It is true that Benazir Bhutto struck a deal with the dictator and the NRO was the centre piece of her deal with Musharraf, but given her political sagacity and vision, when she secured her return to Pakistan and saw the ground realities, she quickly changed gears, tuning her politics to the realities. She stayed on the side of the people despite her deal.

This quickly forced Musharraf to complain loudly to the guarantors and middlemen that she had betrayed him and had gone back on her word. Her politics pushed Musharraf into a corner as he could neither stop her nor he could face the Saudi pressure to allow Nawaz Sharif back. By one master stroke, Benazir achieved twin objectives, leaving the dictator reeling.

But as she knew what she was doing, Benazir quickly realised that her life was not safe and thus she wrote that famous letter nominating Musharraf, Chaudhry Pervaiz Elahi and ex-IB chief Ejaz Shah as the persons who should be held responsible if she was assassinated.

Whoever did that knew that if she had to be stopped, she had to be silenced forever, and they did so in Rawalpindi. But unfortunately the PPP after Benazir Bhutto was not prepared for the tragedy and the party could neither cash the massive sympathy wave nor did it retain the fighting spirit of its departed leader.

A shocked and clueless party fell into the lap of Asif Ali Zardari who, stunned and disoriented, as anyone in his situation would have been, tried well to keep the pieces together and control the mob frenzy that gripped Sindh and the rest of the country.

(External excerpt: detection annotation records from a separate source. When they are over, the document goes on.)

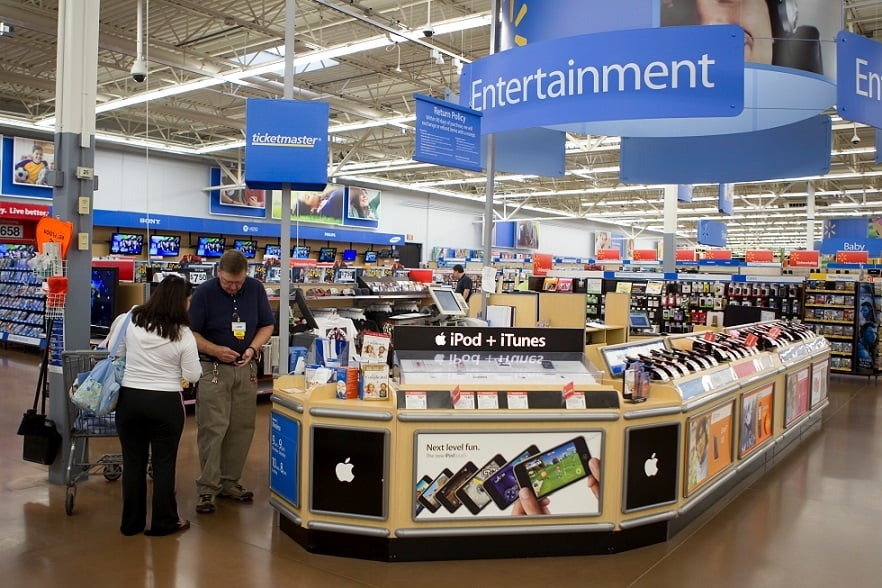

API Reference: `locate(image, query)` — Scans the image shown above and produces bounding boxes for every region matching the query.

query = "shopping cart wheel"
[104,463,122,482]
[64,486,77,516]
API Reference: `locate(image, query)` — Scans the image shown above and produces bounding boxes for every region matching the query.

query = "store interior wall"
[86,149,652,261]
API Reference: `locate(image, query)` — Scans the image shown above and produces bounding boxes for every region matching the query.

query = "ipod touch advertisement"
[412,431,603,521]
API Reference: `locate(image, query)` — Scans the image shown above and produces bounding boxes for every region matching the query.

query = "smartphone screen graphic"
[514,437,591,499]
[417,468,453,512]
[435,462,478,512]
[484,445,539,510]
[456,453,505,514]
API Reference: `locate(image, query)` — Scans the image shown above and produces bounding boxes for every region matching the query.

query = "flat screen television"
[149,235,181,257]
[89,267,119,337]
[319,247,337,263]
[110,233,144,255]
[233,239,257,259]
[196,237,226,257]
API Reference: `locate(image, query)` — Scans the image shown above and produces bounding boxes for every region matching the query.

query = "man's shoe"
[218,484,254,502]
[196,494,217,514]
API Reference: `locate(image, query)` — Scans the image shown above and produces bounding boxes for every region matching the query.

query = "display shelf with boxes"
[0,256,46,347]
[270,321,829,561]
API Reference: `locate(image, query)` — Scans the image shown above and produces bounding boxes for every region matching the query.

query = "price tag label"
[404,390,426,410]
[0,223,24,239]
[477,390,499,410]
[505,392,530,410]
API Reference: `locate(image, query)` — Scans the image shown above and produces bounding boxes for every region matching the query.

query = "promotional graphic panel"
[413,431,603,521]
[686,400,735,496]
[784,367,809,427]
[811,359,830,408]
[738,384,775,458]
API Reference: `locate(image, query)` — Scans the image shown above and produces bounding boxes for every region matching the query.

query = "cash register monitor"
[628,312,652,329]
[429,288,469,316]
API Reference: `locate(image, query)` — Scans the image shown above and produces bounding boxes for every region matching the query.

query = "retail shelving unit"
[0,257,46,348]
[270,323,830,561]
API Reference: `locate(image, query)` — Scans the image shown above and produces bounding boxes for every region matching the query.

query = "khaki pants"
[196,361,257,496]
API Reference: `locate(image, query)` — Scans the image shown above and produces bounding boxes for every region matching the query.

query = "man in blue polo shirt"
[190,249,275,513]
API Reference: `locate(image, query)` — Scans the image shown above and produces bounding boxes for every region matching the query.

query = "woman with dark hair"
[108,276,202,535]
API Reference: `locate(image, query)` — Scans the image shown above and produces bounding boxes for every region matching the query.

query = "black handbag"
[18,319,61,465]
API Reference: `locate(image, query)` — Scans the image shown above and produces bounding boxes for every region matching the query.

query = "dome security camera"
[131,59,147,84]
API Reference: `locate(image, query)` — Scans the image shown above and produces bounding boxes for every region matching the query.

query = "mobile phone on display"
[413,476,432,516]
[435,462,478,512]
[514,436,591,500]
[484,445,539,510]
[456,453,505,514]
[417,468,453,512]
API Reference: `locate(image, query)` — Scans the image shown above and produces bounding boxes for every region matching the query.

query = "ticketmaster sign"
[461,25,744,133]
[245,98,329,191]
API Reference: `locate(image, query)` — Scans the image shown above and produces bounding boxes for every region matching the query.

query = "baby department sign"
[245,98,330,191]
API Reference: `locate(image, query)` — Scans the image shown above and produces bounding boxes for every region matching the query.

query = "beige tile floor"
[0,348,882,588]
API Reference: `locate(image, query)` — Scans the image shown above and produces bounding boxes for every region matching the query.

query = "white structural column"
[805,180,815,251]
[662,184,677,273]
[49,0,100,484]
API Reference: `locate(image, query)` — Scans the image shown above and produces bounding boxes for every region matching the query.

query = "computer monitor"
[628,312,652,329]
[429,288,469,316]
[233,239,257,259]
[196,237,227,257]
[318,247,337,263]
[150,235,181,257]
[110,233,144,255]
[89,267,119,337]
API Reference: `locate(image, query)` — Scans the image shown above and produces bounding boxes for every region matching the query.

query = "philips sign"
[245,98,329,191]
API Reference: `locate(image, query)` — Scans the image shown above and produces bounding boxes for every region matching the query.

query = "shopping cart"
[61,350,122,515]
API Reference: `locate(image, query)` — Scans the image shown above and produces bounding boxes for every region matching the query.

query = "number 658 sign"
[0,224,24,239]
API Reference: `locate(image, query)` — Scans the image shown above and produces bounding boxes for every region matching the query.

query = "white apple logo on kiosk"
[334,457,355,482]
[643,453,658,477]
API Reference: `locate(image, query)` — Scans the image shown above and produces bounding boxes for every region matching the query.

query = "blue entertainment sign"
[245,98,330,191]
[270,411,300,506]
[413,94,481,172]
[836,31,882,128]
[460,25,744,134]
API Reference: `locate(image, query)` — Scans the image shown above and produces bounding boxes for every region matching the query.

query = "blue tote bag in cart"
[70,312,132,416]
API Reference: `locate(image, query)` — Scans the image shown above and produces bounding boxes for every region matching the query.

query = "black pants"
[116,387,185,535]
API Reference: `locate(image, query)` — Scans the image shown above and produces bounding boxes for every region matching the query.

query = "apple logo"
[334,457,355,482]
[643,453,658,477]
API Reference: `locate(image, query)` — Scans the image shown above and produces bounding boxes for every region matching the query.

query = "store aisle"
[0,349,882,588]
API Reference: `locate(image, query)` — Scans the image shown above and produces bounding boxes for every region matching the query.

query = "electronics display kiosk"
[270,325,830,561]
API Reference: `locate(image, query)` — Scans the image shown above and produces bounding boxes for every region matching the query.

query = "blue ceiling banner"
[245,98,330,191]
[460,25,744,134]
[413,94,481,172]
[836,31,882,128]
[698,218,729,247]
[499,0,659,51]
[677,184,692,202]
[620,115,833,184]
[481,128,567,178]
[717,184,735,216]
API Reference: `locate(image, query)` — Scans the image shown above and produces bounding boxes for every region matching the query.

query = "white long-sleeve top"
[106,314,202,392]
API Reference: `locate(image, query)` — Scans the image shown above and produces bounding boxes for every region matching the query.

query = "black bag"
[18,319,61,465]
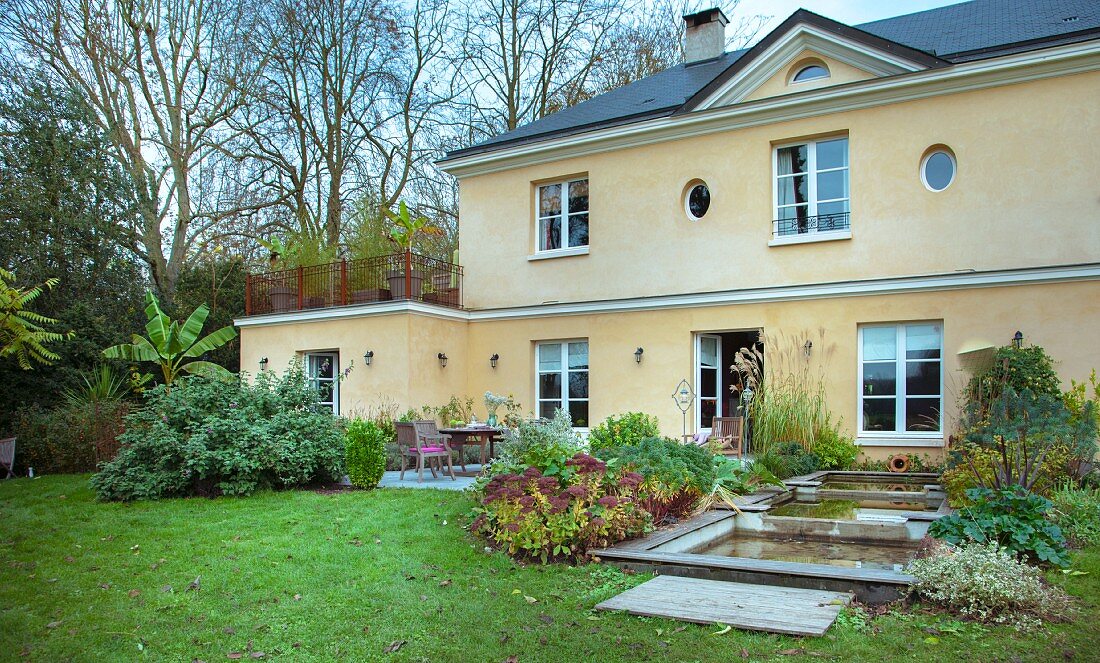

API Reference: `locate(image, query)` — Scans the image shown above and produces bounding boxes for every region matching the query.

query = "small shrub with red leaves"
[470,453,650,562]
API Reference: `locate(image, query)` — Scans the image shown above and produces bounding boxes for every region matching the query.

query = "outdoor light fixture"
[672,379,695,438]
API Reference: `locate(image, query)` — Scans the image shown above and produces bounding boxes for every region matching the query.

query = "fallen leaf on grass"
[382,640,408,654]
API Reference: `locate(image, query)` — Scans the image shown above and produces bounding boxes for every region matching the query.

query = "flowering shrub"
[589,412,661,451]
[906,542,1070,628]
[91,362,344,500]
[596,438,715,523]
[470,453,649,562]
[928,486,1069,566]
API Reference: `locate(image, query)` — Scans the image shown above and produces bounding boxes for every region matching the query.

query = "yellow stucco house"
[237,0,1100,457]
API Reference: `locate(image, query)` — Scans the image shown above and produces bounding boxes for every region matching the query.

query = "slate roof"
[447,0,1100,159]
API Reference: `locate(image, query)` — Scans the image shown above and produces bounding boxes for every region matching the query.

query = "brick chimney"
[684,7,729,65]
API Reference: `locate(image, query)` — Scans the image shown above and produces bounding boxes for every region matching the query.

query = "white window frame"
[535,339,592,431]
[769,137,851,245]
[535,175,592,257]
[695,333,724,433]
[856,320,944,443]
[305,351,340,416]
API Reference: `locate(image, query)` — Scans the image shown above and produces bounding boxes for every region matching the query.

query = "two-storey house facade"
[238,0,1100,456]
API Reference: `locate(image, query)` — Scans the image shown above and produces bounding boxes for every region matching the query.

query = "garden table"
[439,426,504,476]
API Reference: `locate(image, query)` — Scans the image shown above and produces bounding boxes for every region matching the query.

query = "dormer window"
[791,65,828,82]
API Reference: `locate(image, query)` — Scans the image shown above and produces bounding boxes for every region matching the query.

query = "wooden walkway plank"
[596,575,851,636]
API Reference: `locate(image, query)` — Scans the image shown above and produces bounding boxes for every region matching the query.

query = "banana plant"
[103,291,237,390]
[384,200,443,251]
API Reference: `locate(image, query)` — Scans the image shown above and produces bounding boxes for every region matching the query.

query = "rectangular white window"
[306,352,340,415]
[535,341,589,428]
[773,137,851,237]
[859,322,944,435]
[536,177,589,251]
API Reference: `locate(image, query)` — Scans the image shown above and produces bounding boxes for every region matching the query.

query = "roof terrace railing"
[244,252,462,316]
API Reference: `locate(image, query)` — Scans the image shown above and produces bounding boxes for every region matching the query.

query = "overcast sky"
[734,0,959,36]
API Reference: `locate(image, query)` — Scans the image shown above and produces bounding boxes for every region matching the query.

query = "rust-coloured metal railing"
[244,252,462,316]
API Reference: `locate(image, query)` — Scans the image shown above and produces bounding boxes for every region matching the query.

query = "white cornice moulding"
[233,263,1100,327]
[697,25,927,110]
[438,40,1100,177]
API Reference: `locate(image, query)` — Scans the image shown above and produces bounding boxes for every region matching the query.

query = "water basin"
[692,533,916,573]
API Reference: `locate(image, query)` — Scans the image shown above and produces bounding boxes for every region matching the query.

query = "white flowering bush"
[908,542,1070,629]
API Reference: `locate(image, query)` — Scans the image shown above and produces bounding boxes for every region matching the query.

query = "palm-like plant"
[0,268,74,371]
[103,292,237,389]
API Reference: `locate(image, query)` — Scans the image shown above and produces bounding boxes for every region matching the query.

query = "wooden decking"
[596,575,851,636]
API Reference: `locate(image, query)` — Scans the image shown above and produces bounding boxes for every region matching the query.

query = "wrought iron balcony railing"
[244,252,462,316]
[771,212,850,237]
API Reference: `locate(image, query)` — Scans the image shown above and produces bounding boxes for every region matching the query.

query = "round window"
[921,150,956,191]
[684,183,711,221]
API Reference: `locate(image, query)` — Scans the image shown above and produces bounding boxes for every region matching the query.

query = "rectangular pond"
[596,472,950,604]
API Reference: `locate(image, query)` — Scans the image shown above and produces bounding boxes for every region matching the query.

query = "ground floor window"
[306,352,340,415]
[859,322,944,433]
[535,341,589,428]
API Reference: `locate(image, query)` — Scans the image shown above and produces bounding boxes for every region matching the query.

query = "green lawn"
[0,476,1100,663]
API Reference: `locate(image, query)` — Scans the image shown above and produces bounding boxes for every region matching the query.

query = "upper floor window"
[791,65,828,82]
[859,322,944,435]
[306,352,340,415]
[535,341,589,428]
[536,177,589,251]
[773,137,850,237]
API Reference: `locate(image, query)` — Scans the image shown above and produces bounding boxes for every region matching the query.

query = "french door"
[695,334,722,431]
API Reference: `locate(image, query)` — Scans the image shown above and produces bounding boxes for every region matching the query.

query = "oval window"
[791,65,828,82]
[684,183,711,221]
[921,150,956,191]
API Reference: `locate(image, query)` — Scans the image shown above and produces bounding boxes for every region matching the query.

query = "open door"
[695,334,722,431]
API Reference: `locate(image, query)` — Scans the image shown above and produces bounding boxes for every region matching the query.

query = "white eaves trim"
[438,40,1100,177]
[234,263,1100,327]
[697,24,927,110]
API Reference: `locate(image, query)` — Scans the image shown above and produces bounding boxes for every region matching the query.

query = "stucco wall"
[460,73,1100,309]
[242,281,1100,456]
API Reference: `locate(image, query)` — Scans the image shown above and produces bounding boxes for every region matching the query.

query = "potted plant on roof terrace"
[385,201,443,299]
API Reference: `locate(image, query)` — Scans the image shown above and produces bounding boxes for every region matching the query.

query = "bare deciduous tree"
[0,0,264,300]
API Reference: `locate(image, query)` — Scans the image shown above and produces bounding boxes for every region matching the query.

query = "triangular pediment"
[684,10,948,111]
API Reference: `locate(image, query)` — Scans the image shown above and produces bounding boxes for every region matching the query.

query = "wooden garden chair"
[711,417,745,460]
[0,438,15,478]
[395,421,457,484]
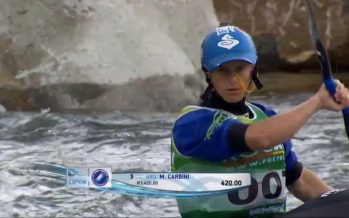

But once his control over the party was established, he took pragmatism and reconciliation to such silly lengths that it almost turned into a farce. It can be best described by the joke which has circulated on the SMS circuit for weeks: “PPP is like a tenant in a house where the owner says all old cooks, drivers, guards, janitors and servants would stay, all bills will be paid by the new tenant and on top of all, the old tenant will also stay in the house.”

That was where the PPP started losing its image as the party of the people, always fighting the establishment, to a pro-establishment ‘B’ team of the dictator. In bits and pieces Mr Zardari has tried occasionally to regain the initiative by some bold statements against the president but his actions have spoken louder than his words. He is stung by the NRO and cannot confront the guarantors and middlemen, although he was not a signatory to the deal Benazir had reached. He was kept outside that framework.

Last night, when the crowds of hundreds of thousands had gathered before the Parliament House, a friend sent a message to Zardari saying: “You can still steal the show. Tell your PM to go and announce in the long march that Musharraf will be impeached tomorrow and the judges would be restored.” “I will let my elder brother (Nawaz Sharif) take the credit,” the PPP leader in Karachi responded to his friend. So he will.